A three-judge panel of the U.S. Court of Appeals for the D.C. Circuit said that Obama did not have the power to make three recess appointments last year to the National Labor Relations Board because the Senate was officially in session — and not in recess — at the time. If the decision stands, it could invalidate hundreds of board decisions.

The court said the president could only fill vacancies with the recess appointment procedure if the openings arise when the Senate is in an official recess, which it defined as the break between sessions of Congress.

The ruling also threw into question Obama's recess appointment of Richard Cordray to head the Consumer Financial Protection Bureau. Cordray's appointment, also made at the same time, has been challenged in a separate case.

The White House had no immediate comment, but is expected to appeal the decision. The same issue is currently before several other federal appeals courts.

"With this ruling, the D.C. Circuit has soundly rejected the Obama administration's flimsy interpretation of the law, and will go a long way toward restoring the constitutional separation of powers," said Sen. Orrin Hatch, R-Utah.

The court's decision is a victory for Republicans and business groups that have been attacking the labor board for issuing a series of decisions and rules that make it easier for the nation's labor unions to organize new members.

Obama made the recess appointments on Jan. 4, 2012, after Senate Republicans spent months blocking his choices for an agency they contended was biased in favor of unions.
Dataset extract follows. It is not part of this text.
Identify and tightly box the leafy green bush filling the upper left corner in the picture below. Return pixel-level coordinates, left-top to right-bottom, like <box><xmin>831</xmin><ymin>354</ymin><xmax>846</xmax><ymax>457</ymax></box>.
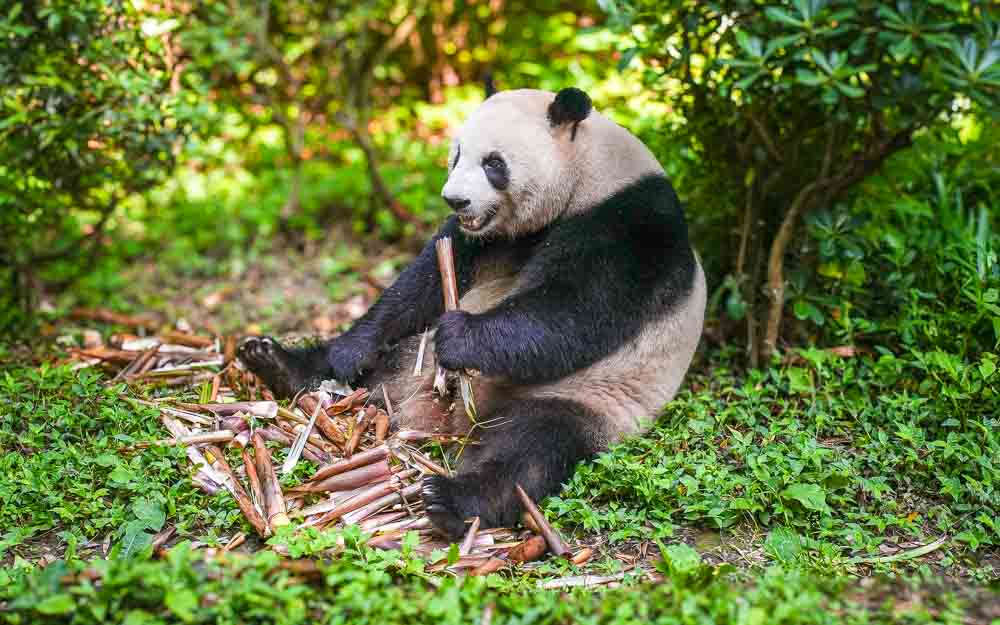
<box><xmin>0</xmin><ymin>1</ymin><xmax>203</xmax><ymax>327</ymax></box>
Obama claims he acted properly because the Senate was away for the holidays on a 20-day recess. The Constitution allows for such appointments without Senate approval when Congress is in recess.

But during that time, GOP lawmakers argued, the Senate technically had stayed in session because it was gaveled in and out every few days for so-called "pro forma" sessions.
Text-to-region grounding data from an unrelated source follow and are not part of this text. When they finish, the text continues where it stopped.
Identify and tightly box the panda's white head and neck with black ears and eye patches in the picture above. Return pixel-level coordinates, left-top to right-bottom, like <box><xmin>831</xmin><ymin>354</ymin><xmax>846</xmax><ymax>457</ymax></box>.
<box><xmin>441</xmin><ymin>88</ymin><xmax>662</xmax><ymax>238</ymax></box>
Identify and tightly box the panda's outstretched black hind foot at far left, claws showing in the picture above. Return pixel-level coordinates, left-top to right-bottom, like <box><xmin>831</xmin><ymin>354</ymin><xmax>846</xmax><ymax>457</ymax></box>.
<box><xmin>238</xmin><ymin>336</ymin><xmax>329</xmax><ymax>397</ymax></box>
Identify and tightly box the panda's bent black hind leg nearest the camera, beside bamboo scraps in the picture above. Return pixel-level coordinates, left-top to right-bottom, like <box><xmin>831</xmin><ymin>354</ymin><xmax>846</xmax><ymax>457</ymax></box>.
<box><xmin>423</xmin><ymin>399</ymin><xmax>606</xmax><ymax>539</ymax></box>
GOP lawmakers used the tactic — as Democrats had done in the past — specifically to prevent the president from using his recess power to install members to the labor board. They had also vigorously opposed the nomination of Cordray. The White House argued that the pro forma sessions — some lasting less than a minute — were a sham.
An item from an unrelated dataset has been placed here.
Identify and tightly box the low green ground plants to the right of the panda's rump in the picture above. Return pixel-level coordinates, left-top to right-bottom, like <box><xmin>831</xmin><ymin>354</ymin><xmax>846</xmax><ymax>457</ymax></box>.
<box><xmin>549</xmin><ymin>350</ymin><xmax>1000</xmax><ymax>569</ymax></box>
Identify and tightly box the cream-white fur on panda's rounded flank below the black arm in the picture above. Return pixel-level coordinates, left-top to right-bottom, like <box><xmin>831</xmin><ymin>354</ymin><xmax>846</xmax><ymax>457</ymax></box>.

The three-judge panel, all appointed by Republican presidents, ruled that during one of those pro forma sessions on Jan. 3, the Senate officially convened its second session of the 112th Congress, as required by the Constitution.

"Either the Senate is in session, or it is in recess," Chief Judge David Sentelle wrote in the 46-page ruling. "If it has broken for three days within an ongoing session, it is not in "the Recess" described in the Constitution."

Simply taking a break of an evening or a weekend during a regular working session cannot count, he said. Sentelle said that otherwise "the president could make appointments any time the Senate so much as broke for lunch."

The judge rejected arguments from the Justice Department's Office of Legal Counsel, which claimed the president has discretion to decide that the Senate is unavailable to perform its advice and consent function.

"Allowing the president to define the scope of his own appointment power would eviscerate the Constitution's separation of powers," Sentelle wrote.

Sentelle was joined in the ruling by Judge Thomas Griffith, appointed to the court by President George W. Bush, and Karen LeCraft Henderson, who was appointed by President George H.W. Bush.

If the ruling stands, it means that hundreds of decisions issued by the board over more than a year would be invalid. It also would leave the five-member labor board with just one validly appointed member, effectively shutting it down. The board is allowed to issue decisions only when it has at least three sitting members.

Obama used the recess appointment to appoint Deputy Labor Secretary Sharon Block, union lawyer Richard Griffin and NLRB counsel Terence Flynn to fill vacancies on the NLRB, giving it a full contingent for the first time in more than a year. Block and Griffin are Democrats, while Flynn is a Republican. Flynn stepped down from the board last year.